Ich bin überzeugt, daß, wenn Du sie kenntest, Ihr Euch viel sein
würdet, aber mit den meisten ihrer Ideen würdest Du doch uneins
sein, wie ich es bin. Schön und gedankenreich findest Du die
Briefe gewiß, obgleich freilich, um ganz zu fühlen, wieviel darin
liegt, man sie eigentlich selbst kennen muß. Denn gerade so, wie
sie schreibt, so denkt, spricht und handelt sie auch. Das Charakte-
ristische in ihren Briefen scheint mir zu sein, die Neuheit und
Kühnheit ihrer Ideenverbindungen, die Originalität, wär’s auch
nur im Ausdruck, die Fülle zuströmender Gedanken, die Tiefe der
Empfindung, die unaufhaltbare Lebhaftigkeit und die innige Ver-
webung der Empfindung und des Räsonnements. Immer geht
sie von Empfindung aus und kommt immer auf Räsonnement
zurück. Die höchste Güte des Herzens ist unverkennbar. »Ich
möchte einem Gott glauben, um für andre zu bitten!« welch ein
Gedanke voll der reinsten Liebe. Und diese Güte kontrastiert so
herrlich mit der Stärke, womit sie so viele Leiden trägt, die sie
drücken.
Ihre Religionsmeinungen sind ganz verschieden von den
Deinen, aber sie sind in ihr wahr, nicht angenommen.
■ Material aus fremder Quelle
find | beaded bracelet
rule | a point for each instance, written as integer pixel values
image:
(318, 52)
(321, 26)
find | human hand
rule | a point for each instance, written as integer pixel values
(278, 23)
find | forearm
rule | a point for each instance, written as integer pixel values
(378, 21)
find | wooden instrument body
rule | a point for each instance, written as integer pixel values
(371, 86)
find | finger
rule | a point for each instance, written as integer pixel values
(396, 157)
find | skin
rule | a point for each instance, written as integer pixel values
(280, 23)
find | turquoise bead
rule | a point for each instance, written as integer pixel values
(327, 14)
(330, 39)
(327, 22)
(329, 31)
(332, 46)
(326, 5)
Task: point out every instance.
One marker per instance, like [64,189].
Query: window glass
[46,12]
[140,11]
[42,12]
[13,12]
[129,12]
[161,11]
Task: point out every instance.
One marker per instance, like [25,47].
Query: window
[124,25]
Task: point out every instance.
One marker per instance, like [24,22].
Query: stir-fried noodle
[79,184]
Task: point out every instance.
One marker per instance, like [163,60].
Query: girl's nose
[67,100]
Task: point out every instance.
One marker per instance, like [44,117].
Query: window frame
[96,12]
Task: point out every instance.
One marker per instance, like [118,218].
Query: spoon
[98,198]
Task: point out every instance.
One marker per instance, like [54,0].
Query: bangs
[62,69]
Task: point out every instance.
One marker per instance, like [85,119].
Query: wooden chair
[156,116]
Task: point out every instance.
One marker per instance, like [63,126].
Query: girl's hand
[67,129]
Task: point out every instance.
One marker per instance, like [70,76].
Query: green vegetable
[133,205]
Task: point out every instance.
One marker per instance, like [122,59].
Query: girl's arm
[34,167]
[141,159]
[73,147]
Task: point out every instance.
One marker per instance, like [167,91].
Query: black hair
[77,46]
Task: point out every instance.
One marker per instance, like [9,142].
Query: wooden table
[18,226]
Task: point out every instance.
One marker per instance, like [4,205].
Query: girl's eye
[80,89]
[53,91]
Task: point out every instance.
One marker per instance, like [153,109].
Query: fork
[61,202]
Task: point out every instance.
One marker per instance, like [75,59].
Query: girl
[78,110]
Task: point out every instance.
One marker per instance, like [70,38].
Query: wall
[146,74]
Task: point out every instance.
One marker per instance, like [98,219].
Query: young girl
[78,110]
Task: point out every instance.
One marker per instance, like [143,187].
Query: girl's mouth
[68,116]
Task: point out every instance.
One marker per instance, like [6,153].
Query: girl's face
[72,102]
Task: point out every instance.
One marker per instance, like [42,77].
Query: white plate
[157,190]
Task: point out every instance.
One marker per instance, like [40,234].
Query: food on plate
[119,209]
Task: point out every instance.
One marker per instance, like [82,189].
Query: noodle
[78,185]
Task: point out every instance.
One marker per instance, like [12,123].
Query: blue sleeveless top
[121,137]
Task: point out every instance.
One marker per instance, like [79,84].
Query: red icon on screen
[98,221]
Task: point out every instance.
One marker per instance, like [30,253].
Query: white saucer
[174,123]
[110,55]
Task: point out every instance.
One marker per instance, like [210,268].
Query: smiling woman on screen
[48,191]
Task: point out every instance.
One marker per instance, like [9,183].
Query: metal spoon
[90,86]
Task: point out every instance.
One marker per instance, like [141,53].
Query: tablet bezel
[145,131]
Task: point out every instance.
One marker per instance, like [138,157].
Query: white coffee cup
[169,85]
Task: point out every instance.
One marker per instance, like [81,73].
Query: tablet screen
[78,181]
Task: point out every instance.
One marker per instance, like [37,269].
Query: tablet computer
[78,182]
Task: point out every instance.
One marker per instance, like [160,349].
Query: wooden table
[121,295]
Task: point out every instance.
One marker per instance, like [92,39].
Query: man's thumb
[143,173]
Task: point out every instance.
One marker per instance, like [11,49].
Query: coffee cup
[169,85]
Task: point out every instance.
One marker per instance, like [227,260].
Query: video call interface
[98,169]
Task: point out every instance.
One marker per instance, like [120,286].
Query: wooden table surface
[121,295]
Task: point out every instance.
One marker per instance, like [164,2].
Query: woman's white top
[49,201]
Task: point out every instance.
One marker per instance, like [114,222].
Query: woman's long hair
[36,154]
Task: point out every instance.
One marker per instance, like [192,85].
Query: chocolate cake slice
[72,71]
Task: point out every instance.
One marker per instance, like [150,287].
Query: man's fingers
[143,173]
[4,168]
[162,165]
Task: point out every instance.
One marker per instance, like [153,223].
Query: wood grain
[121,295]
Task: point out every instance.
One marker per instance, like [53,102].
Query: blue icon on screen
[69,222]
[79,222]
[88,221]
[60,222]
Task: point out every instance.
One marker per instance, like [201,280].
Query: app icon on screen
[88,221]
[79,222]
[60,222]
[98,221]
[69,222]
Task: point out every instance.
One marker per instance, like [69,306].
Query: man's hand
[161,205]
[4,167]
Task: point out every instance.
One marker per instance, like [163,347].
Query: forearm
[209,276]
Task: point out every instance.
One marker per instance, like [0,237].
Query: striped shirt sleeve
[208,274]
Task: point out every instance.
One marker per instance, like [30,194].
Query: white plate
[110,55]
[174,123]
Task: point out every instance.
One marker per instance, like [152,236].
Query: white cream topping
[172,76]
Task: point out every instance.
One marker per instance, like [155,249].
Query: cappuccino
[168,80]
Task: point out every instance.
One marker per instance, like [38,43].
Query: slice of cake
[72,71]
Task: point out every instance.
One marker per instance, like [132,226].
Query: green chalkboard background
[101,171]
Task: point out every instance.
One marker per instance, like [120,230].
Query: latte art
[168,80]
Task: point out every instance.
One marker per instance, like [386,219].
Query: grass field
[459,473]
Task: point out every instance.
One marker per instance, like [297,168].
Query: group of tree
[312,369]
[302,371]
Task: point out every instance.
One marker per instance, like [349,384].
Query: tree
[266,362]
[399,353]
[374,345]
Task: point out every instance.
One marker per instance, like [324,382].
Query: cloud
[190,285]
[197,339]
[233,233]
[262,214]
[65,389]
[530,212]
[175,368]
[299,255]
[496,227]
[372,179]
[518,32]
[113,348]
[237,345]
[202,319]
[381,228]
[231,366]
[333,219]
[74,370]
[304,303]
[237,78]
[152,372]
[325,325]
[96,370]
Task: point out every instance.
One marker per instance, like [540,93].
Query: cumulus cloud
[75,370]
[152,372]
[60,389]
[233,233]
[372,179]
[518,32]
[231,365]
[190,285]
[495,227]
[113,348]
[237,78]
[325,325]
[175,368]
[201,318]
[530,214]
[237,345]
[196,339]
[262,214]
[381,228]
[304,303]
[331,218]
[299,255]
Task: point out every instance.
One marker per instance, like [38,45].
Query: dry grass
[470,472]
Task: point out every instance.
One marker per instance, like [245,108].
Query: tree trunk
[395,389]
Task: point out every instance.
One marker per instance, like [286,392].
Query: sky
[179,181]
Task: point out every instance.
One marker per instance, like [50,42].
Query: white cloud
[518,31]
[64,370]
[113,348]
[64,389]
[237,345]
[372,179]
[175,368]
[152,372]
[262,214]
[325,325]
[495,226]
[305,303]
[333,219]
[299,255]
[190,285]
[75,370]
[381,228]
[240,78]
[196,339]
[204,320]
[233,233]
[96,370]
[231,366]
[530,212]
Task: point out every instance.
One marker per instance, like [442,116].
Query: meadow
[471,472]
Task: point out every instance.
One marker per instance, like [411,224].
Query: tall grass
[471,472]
Es ist doch
ein herrlicher Gedanke: »Ich fürchte, dem Herzen möchte Gott selbst
nicht genügen, das unter Menschen nichts Göttliches fand.« Wie
kurz und klar darin der Gedanke liegt, den man durch ganze Bücher
ausgedehnt findet, daß der Gott, den wir erkennen, ein Ideal
von Vollkommenheit ist, zu dem wir uns von der Vollkommenheit
emporschwingen, die wir unter Menschen finden.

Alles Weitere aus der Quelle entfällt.